I love that model. Congratulations, man. I know you will enjoy it.


----------



## newconvert (Dec 12, 2011)

so what re your shooting impressions? mine are very good, wood is nice, solid, but the bronze in your hands just feels different. a good out of the box shooter as well.


----------



## erlkonig (Mar 31, 2011)

I have one, soild built good for very heavy band, you shall try hunter band set up or triple like Tobias.


----------



## Daniel J (Dec 15, 2010)

i tried a full sheet of theraband red on each side, the band was cut around 20cm long. the pull was very nice and i cannot wait to take it out today.


----------



## e~shot (Jun 3, 2010)

Cool, that is a nice one DJ


----------



## Incomudro (Jan 12, 2012)

That really is a beautiful slingshot!
It's increasingly entering my "want" section.

Congratulations!


----------



## Tobse (Nov 4, 2010)

congratulation to your new Slingshot! 
i have two of them and i love them to!
Tobias


----------



## newconvert (Dec 12, 2011)

Daniel J said:


> i tried a full sheet of theraband red on each side, the band was cut around 20cm long. the pull was very nice and i cannot wait to take it out today.


full sheet! how long?


----------



## Daniel J (Dec 15, 2010)

newconvert said:


> i tried a full sheet of theraband red on each side, the band was cut around 20cm long. the pull was very nice and i cannot wait to take it out today.


full sheet! how long?
[/quote]it's actually just the full width(14cm) done 20cm long.


----------



## newconvert (Dec 12, 2011)

Daniel J said:


> i tried a full sheet of theraband red on each side, the band was cut around 20cm long. the pull was very nice and i cannot wait to take it out today.


full sheet! how long?
[/quote]it's actually just the full width(14cm) done 20cm long.
[/quote]wow, thats a rectangle not a band


----------



## Tobse (Nov 4, 2010)

i think a full width each side red is easy for this Slingshot!
i test here a full width (tapered) black per side, this rocks! but start easy, this is dangerous stuff...


----------



## newconvert (Dec 12, 2011)

TobseB said:


> i think a full width each side red is easy for this Slingshot!
> i test here a full width (tapered) black per side, this rocks! but start easy, this is dangerous stuff...

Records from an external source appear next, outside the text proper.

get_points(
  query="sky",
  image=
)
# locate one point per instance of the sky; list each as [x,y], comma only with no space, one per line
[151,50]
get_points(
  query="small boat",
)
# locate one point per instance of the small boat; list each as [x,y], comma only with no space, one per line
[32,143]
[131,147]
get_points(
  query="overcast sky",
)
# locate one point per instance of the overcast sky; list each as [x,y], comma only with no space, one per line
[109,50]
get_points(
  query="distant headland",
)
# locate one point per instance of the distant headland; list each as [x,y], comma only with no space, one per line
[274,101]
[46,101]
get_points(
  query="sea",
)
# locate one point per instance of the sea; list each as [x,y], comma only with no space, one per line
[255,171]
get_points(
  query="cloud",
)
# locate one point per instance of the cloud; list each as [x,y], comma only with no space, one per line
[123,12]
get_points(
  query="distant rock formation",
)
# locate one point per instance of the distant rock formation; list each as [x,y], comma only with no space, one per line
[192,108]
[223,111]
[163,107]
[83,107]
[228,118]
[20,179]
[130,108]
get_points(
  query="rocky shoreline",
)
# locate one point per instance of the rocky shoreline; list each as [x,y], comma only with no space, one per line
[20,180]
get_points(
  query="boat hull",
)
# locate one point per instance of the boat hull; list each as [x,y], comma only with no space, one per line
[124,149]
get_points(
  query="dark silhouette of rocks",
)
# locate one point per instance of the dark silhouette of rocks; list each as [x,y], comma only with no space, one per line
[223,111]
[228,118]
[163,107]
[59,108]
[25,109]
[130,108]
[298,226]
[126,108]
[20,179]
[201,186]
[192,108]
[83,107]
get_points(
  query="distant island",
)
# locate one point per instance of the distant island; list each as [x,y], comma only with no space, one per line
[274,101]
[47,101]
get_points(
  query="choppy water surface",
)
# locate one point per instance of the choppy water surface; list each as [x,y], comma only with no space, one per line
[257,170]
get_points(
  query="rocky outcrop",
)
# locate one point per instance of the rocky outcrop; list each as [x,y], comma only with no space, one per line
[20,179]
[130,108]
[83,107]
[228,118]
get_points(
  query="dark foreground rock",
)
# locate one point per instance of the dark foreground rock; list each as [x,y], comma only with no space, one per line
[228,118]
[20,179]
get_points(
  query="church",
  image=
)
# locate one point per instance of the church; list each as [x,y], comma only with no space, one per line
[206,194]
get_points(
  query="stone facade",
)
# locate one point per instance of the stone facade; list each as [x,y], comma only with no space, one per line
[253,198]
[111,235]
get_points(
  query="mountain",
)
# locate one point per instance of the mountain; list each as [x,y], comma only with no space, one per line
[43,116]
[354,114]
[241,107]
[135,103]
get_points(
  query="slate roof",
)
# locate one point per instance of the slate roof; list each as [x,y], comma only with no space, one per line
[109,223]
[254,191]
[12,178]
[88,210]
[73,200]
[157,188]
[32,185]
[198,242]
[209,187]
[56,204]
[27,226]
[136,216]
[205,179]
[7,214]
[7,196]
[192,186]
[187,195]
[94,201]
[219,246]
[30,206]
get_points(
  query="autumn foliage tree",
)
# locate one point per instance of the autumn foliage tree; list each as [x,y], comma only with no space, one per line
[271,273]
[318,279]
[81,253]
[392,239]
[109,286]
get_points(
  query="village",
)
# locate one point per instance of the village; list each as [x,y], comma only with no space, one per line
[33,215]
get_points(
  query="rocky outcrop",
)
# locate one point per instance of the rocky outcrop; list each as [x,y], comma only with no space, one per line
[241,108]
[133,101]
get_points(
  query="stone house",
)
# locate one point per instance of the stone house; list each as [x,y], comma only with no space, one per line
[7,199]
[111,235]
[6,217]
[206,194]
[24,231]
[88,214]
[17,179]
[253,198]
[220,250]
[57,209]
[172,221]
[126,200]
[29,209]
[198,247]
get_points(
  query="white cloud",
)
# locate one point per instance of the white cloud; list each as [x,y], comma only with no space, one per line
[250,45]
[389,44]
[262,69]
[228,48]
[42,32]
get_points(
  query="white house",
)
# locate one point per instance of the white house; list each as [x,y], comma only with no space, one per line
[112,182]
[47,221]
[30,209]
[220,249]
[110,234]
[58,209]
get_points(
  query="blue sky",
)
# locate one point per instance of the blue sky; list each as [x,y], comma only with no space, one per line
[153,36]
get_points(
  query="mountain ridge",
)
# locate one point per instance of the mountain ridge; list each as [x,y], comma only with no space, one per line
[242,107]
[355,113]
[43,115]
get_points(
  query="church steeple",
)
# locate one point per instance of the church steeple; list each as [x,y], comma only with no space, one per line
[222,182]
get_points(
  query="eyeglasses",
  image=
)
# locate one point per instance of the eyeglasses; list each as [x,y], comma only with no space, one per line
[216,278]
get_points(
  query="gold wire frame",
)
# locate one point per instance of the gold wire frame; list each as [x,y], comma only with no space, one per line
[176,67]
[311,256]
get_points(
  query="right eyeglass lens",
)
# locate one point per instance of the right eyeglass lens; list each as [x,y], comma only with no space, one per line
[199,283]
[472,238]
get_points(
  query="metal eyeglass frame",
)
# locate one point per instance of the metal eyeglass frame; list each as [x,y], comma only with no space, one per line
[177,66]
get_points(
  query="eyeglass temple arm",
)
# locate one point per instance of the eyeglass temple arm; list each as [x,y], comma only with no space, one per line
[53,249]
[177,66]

sweet vid, you say tapered on the full width?


----------



## Tobse (Nov 4, 2010)

i use the full bandwidth and cut on both sides a triangular piece (3,5 to 0 cm), then i have a symmetrical trapezoidal (14 to 7cm), this is not so much work. otherwise i have to cut 6 piece.
the performace is not less if you use a full Band it´s only the look, 3 layer per Side are the same but more work.


----------



## Scrambler84 (Dec 8, 2011)

I have my Howitzer did not realize how powerful it was shooting inside my house went through my catch box into the wall .Lucky for me I had a piece of
plywood behind it. no damage. I was shooting 7/16 steel ammo guess I was pulling to hard on the Bands on that shot LOL..
Oh love the Howitzer Milbro is Cool they Rock


----------



## newconvert (Dec 12, 2011)

Scrambler84 said:


> I have my Howitzer did not realize how powerful it was shooting inside my house went through my catch box into the wall .Lucky for me I had a piece of
> plywood behind it. no damage. I was shooting 7/16 steel ammo guess I was pulling to hard on the Bands on that shot LOL..
> Oh love the Howitzer Milbro is Cool they Rock


they are sweet arent they


----------